## Demonstration of DEM Download ##

This notebook provides simple examples of how to search for, download, and merge geospatial data products from The National Map (TNM).

In [None]:
import os
import sys

sys.path.append('..') #path to the script we need (the dem_getter directory)
from dem_getter import dem_getter as dg #repository for functions to request/download/merge geospatial data from TNM

Each function described below requires the user to input the name of the dataset they are interested in, and returns a list of paths where that data can be downloaded. There are several datasets available:

In [None]:
print('Available datasets are: {}'.format(list(dg.DATASETS_DICT.keys())))

More information about the available datasets can be found at https://www.usgs.gov/3d-elevation-program/about-3dep-products-services.

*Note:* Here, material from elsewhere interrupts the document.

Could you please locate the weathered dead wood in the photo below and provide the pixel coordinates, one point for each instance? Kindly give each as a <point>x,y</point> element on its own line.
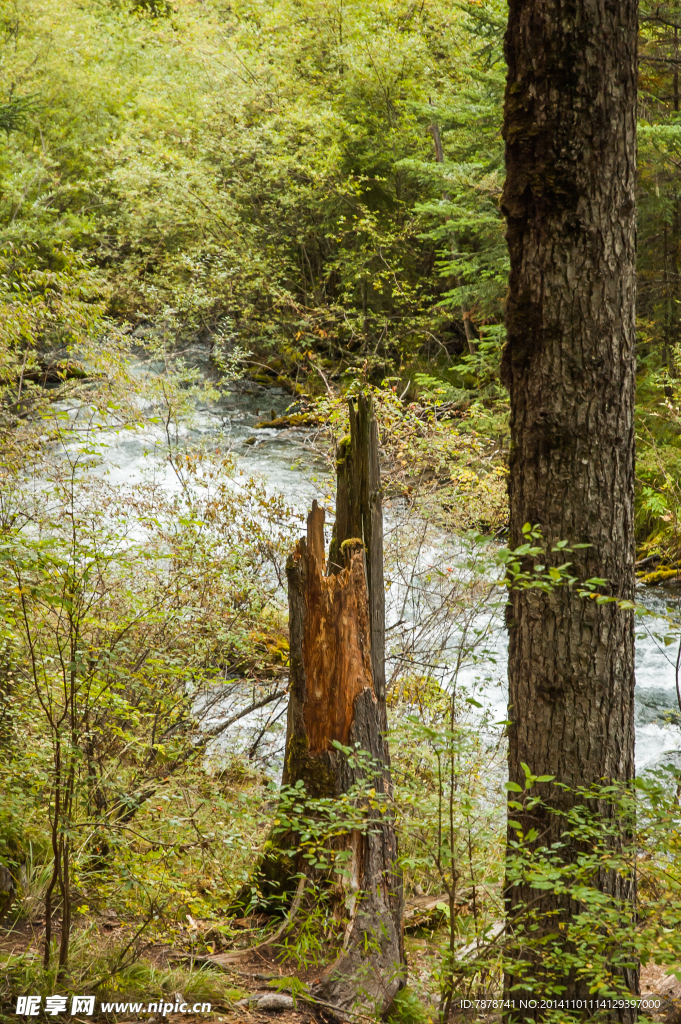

A map showing product coverage is available at https://apps.nationalmap.gov/lidar-explorer/#/.

### Search Options ###

There are several functions available depending on how the user wants to limit their search. The search options are:
* **Bounding box [x_min, y_min, x_max, y_max]** 
    * Geographic longitude/latitude values expressed in decimal degrees in a comma-delimited list
* **Polygon** 
    * A list of x,y coordinates describing a polygon
* **Geodataframe** 
    * A dataframe containing a geometry column
* **24k Quad Name**
    * Name of a valid USGS 7.5'' quadrangle map. Information about available quad names can be found at:  
     https://www.usgs.gov/faqs/where-can-i-find-indexes-usgs-topographic-maps


### Function Defaults ###

When inputting coordinates for a bounding box, the default setting... though the user may specify a different CRS
The default coordinate system for the search option inputs is WGS84:

In [None]:
print("The default EPSG code for the input coordinate system is: "+str(dg.EXPECTED_EPSG))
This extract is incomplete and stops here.